Le Bénin va-t-il devoir repenser une partie de la stratégie de sécurisation de sa frontière nord, contiguë du Burkina Faso, assurée en partie par les rangers de l’ONG de conservation sud-africaine African Parks Network (APN) ? Mardi 8 février, neuf personnes ont été tuées, parmi lesquelles cinq gardes forestiers et « leur instructeur français », selon un communiqué de la présidence béninoise. Un massacre qui confirme la poussée de la menace djihadiste venue du Sahel et qui déborde dorénavant sur les pays riverains du golfe de Guinée.

Selon APN, « une équipe de rangers a été prise en embuscade dans le parc national du W au Bénin, alors qu’elle effectuait une patrouille à la limite nord du parc ». La présidence béninoise, elle, ne parle pas d’embuscade.
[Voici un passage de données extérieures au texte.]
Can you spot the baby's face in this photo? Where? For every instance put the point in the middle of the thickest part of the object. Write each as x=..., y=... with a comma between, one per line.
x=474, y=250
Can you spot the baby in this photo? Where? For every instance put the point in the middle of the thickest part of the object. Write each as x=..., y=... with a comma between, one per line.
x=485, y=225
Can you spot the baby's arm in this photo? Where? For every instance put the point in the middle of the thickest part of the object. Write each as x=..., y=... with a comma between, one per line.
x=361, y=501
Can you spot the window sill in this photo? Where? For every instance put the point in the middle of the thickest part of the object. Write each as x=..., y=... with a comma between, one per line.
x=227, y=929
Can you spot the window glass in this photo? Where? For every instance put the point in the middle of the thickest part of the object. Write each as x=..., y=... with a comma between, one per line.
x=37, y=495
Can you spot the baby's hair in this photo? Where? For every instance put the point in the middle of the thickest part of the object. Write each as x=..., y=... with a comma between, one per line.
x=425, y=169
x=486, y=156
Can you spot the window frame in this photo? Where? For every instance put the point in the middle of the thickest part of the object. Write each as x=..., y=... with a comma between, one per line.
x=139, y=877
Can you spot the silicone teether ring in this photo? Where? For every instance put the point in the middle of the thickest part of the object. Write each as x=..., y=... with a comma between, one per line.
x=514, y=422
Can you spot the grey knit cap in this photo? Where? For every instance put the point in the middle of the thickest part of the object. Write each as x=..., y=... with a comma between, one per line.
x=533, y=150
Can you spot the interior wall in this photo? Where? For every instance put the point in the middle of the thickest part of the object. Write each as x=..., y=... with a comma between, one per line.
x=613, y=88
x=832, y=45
Elle affirme, dans un communiqué publié à l’issue d’une réunion extraordinaire du conseil des ministres présidé par le chef de l’Etat, Patrice Talon, que la patrouille partie « débusquer des braconniers (…) est tombée sur un engin explosif improvisé (EEI) ainsi qu’une deuxième patrouille, dans les mêmes circonstances ». Jeudi, un autre équipage de reconnaissance a « subi le même sort », précise cette source.
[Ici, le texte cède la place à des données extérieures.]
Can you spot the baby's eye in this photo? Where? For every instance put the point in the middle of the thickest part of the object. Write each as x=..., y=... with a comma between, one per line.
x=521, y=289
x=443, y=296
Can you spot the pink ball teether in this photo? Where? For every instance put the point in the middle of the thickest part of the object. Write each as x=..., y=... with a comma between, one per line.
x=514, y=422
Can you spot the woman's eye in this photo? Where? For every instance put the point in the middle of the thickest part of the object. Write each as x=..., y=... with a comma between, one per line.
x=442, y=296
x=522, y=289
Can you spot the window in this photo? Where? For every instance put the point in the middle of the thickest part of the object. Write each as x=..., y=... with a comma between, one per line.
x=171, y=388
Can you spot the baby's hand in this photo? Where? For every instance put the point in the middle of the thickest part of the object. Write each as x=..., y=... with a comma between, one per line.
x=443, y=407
Quel que fut le mode opératoire, le bilan humain est lourd : neuf morts (l’instructeur français, deux agents civils d’APN, cinq gardes forestiers, un élément des forces armées béninoises) et douze blessés. Soit l’enchaînement d’actes terroristes le plus meurtrier que le Bénin a connu.

Zone « critique »

Un ancien militaire français, âgé de 50 ans, sous contrat d’APN en tant qu’instructeur, est mort également dans la première explosion. A Paris, le parquet national antiterroriste a ouvert une enquête pour « assassinat en relation avec une entreprise terroriste ». Les investigations ont été confiées à la Direction générale de la sécurité intérieure (DGSI).

Les autorités béninoises ont reconnu que « la portion de terre dénommée “Point triple”, zone frontalière entre le Bénin, le Burkina Faso et le Niger (…) est considérée depuis peu comme critique en raison des actions terroristes observées ». Les premières violences remontent au 1er mai 2019 avec l’enlèvement de deux touristes français – et la mort de leur guide – à deux pas de la frontière avec le Burkina Faso, dans le parc national de la Pendjari, voisin du W, également géré par les Sud-Africains d’APN. Depuis cette date, un poste de l’armée a été attaqué à Porga, le 2 décembre 2021. Plusieurs véhicules militaires ont aussi été ciblés par des EEI.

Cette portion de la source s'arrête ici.